Though I hate to admit it, I must confess that to this day, all of my proudest moments – those of actually making the varsity cheer squad, graduating valedictorian, completing college, landing a job, as well as my most challenging journeys – applying for colleges, interviewing for jobs, dating, considering my calling in ministry – are all marred by this idea that no matter how much love has been poured into making me who and what I am, no matter how confident I should be to stand before other people as I am, it’s not and never will be good enough. I’m too fat and thus, nobody wants me this way. I might as well give up.


“Seriously?” you must ask. “Seriously?”


“Yes. Seriously!”


Ridiculous, right? In my head, I must agree with you. This sounds pretty pathetic coming from a girl who appears to many people as active, ambitious, friendly, articulate, and confident. Honestly, I don’t know how I have managed to dupe so many people into believing that I am anything less than a struggling young woman consistently striving to be anyone or anything other than who I am.

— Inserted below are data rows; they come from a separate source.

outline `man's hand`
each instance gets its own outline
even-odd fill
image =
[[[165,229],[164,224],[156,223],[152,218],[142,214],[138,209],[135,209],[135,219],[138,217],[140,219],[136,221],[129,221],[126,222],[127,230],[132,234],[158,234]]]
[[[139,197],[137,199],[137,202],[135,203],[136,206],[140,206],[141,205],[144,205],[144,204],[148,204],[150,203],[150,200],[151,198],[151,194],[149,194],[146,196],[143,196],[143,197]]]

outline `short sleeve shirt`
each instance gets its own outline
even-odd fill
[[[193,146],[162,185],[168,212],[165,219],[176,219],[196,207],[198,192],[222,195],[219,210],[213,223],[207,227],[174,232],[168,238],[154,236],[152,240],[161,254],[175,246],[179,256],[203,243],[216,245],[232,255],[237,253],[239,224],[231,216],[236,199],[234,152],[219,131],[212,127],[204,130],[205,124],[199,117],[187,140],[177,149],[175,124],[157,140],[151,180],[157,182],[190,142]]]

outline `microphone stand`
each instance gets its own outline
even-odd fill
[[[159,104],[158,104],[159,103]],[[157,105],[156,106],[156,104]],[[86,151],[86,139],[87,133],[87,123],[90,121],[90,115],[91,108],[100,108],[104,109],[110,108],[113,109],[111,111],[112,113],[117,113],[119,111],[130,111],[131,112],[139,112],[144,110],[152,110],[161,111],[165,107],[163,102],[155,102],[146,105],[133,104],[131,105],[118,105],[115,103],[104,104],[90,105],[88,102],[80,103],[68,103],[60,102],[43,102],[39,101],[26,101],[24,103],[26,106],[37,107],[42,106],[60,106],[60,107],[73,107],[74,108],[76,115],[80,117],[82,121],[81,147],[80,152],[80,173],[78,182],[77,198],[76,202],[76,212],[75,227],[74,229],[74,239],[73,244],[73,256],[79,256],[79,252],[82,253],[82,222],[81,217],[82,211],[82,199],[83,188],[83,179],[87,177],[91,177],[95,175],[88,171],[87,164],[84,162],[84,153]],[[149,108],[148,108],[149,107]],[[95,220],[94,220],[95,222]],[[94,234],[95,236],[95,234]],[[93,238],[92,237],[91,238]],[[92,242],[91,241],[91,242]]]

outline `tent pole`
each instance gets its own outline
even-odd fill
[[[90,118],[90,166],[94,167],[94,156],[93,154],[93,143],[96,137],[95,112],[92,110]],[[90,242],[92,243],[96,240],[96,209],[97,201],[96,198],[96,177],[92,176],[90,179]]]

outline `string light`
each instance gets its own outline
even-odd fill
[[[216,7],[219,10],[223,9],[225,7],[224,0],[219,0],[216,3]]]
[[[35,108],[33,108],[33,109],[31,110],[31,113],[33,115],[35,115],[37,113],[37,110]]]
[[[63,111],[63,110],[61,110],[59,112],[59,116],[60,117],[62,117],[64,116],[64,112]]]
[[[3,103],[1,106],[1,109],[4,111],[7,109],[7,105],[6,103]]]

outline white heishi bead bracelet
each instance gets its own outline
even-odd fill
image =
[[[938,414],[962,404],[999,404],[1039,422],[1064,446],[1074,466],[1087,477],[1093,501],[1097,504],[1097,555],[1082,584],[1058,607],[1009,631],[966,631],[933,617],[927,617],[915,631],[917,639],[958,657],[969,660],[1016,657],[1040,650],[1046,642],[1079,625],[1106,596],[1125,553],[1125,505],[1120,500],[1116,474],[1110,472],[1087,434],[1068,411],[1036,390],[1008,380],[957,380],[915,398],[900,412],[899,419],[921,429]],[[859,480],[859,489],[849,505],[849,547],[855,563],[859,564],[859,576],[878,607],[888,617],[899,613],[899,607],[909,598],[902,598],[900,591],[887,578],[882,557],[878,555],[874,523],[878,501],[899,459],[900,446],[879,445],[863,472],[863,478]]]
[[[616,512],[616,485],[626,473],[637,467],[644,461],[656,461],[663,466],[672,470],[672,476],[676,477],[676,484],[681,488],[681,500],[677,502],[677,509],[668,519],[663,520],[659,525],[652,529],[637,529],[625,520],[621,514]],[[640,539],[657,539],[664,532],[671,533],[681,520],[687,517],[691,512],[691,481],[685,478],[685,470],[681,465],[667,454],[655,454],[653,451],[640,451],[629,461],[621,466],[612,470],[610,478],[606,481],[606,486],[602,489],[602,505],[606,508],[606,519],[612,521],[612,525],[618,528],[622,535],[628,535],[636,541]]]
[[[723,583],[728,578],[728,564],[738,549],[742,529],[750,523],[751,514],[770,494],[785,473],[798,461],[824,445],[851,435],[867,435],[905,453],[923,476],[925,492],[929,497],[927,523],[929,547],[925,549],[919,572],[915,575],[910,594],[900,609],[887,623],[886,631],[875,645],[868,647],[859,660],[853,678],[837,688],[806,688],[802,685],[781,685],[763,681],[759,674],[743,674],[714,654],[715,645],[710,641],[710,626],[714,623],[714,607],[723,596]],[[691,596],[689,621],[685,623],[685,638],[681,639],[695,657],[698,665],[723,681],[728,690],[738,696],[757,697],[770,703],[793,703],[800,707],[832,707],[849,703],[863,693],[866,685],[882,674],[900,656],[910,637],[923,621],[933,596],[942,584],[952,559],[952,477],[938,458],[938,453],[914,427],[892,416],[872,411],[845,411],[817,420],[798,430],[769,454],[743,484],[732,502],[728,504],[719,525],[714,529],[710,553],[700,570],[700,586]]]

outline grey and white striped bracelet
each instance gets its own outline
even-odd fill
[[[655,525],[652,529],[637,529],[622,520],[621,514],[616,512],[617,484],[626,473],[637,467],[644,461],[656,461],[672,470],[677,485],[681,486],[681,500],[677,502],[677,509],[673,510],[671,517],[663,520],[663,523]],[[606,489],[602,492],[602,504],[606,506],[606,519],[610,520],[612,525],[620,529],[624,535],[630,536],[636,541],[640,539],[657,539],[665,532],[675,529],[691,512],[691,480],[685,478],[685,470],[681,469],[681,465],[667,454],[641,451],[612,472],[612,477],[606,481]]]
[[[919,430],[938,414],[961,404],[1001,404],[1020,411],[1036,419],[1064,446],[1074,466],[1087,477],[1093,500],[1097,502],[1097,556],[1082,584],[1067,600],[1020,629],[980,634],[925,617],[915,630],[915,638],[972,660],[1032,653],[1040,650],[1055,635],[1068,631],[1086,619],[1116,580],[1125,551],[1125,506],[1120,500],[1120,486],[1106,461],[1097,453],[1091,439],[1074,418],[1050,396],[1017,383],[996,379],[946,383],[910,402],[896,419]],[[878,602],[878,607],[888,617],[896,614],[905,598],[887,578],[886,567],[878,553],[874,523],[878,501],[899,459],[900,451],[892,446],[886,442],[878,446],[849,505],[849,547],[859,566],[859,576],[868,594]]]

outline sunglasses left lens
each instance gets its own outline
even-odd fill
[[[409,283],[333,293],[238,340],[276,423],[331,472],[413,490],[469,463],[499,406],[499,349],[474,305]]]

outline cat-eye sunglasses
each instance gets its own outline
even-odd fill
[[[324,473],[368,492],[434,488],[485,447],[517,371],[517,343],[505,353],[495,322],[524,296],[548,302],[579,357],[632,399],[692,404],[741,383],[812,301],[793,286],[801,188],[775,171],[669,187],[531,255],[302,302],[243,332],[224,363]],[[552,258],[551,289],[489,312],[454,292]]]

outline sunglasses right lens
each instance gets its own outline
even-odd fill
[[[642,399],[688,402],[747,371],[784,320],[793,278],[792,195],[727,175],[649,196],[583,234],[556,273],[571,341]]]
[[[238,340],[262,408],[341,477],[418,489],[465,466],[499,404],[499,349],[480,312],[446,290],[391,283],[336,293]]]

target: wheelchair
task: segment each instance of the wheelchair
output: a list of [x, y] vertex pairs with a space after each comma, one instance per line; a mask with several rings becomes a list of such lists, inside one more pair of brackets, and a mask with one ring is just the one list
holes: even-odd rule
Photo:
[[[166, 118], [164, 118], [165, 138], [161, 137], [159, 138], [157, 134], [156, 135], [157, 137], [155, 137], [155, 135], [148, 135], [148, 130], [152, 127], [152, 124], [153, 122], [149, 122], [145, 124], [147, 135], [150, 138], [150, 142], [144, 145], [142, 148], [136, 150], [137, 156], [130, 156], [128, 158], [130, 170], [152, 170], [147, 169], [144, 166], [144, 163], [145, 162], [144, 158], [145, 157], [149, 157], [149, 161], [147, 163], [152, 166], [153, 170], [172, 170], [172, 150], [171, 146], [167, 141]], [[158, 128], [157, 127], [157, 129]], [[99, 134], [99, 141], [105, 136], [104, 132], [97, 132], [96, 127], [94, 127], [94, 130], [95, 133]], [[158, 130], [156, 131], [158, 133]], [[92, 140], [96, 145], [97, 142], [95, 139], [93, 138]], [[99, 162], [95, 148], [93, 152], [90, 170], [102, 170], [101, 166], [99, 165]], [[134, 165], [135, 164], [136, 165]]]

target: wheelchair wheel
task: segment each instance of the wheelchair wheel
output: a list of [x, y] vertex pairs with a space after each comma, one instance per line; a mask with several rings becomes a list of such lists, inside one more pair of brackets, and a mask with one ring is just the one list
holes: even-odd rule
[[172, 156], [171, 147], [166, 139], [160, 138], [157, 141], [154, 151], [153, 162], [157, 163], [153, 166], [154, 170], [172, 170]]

Well, I tell you that this has simply got to come to an end, and I pray with all of my heart that it will. Although…(sigh)…I know this may be a long process, and I hope I do not give up while God is at work transforming my heart and my mind. Today, I officially asked for God’s help in allowing me to forgive that little boy. He is not to blame for my 21 years of thoughts and choices since he uttered those ignorant words. He is not my excuse for poor behavior, the way I have focused on physical appearance throughout my life, or my lack of effort in truly understanding my identity in Christ. Because I am forgiven, I know he deserves my forgiveness. I freely offer it today, knowing that it is my own life, not that of the now grown boy, that is about to change because of it. This is my first step in transforming my thoughts so that my mind may be renewed.


While I may have put on a few pounds in the past two years, it doesn’t make me any less worthy of love or less able to do what God has created me to do. That Halloween, I did not make a good jelly bean jar because I was fat but because my mom made me the best jelly bean jar there ever was, and I knew it. Besides, I was NOT a jelly bean jar, I was me, dressed as one. In the same way, I want to understand that God made me the best me there ever was, and whether I am fat, thin, or in between, I am not my body. My soul simply has a body to use for a time.


I invite you to join me on my journey of transforming thoughts so that our lives may be changed...


Do not conform any longer to the pattern of this world, but be transformed by the renewing of your mind. Then you will be able to test and approve what God's will is--his good, pleasing and perfect will.